The movie Network proved to be prophetic about America’s decline in a media-centric age. From Doug “Uncola” Lynn at theburningplatform.com:
In 1976, some of the families sharing older ancestral lineages in my hometown were asked to march together in our bicentennial parade. Although I was at an age where I found it somewhat embarrassing, I did enjoy waving at my friends and schoolmates along the way. Especially the girls.
Although the Saccharine Seventies manifested as a tarnishing patina on the silver platter of Norman Rockwell’s America, much of the shine still remained then in my hometown; even in the years before Ronald Reagan’s repolishing as the table was set again for his 1984 “Morning in America”commercial.
Ah, the power of television. What began with Elvis and his now iconic gyrating pelvis, later made Richard Milhous Nixon appear as the scowling ogre before Sir John F. Kennedy’s Camelot. Then, the next thing we knew, a former actor had become president, followed by shock and awe warfare, a stained blue dress, hanging chads, and elections predicated upon melanin and genitals. Today, we view Reality TV political press conferences almost as exciting as productions staged by the World Wide Wrestling Federation. Who knew?
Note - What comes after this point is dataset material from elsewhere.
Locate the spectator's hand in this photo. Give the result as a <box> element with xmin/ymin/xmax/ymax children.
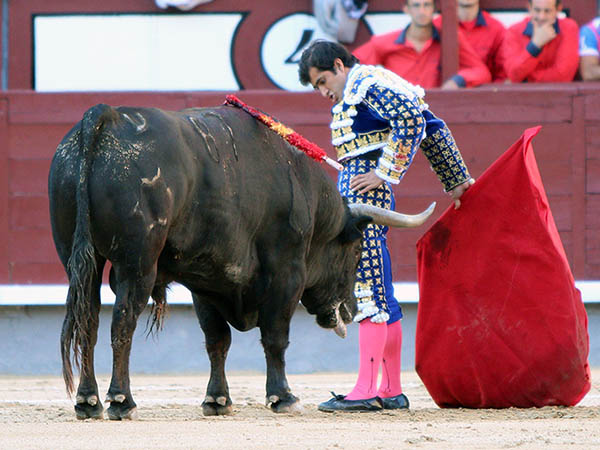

Ironically, the film “Network” was also released in 1976. In watching it again recently, what struck me was how well-identified were the seeds of America’s decline – even back then, more than four decades ago. The film starred many Hollywood heavy-hitters including Faye Dunaway, William Holden, Peter Finch, Robert Duvall, and Ned Beatty. It was a critical and commercial success that was, in fact, nominated for ten Oscars and won four. Twenty-four years later, the movie critic Roger Ebert likened the film to “prophecy”.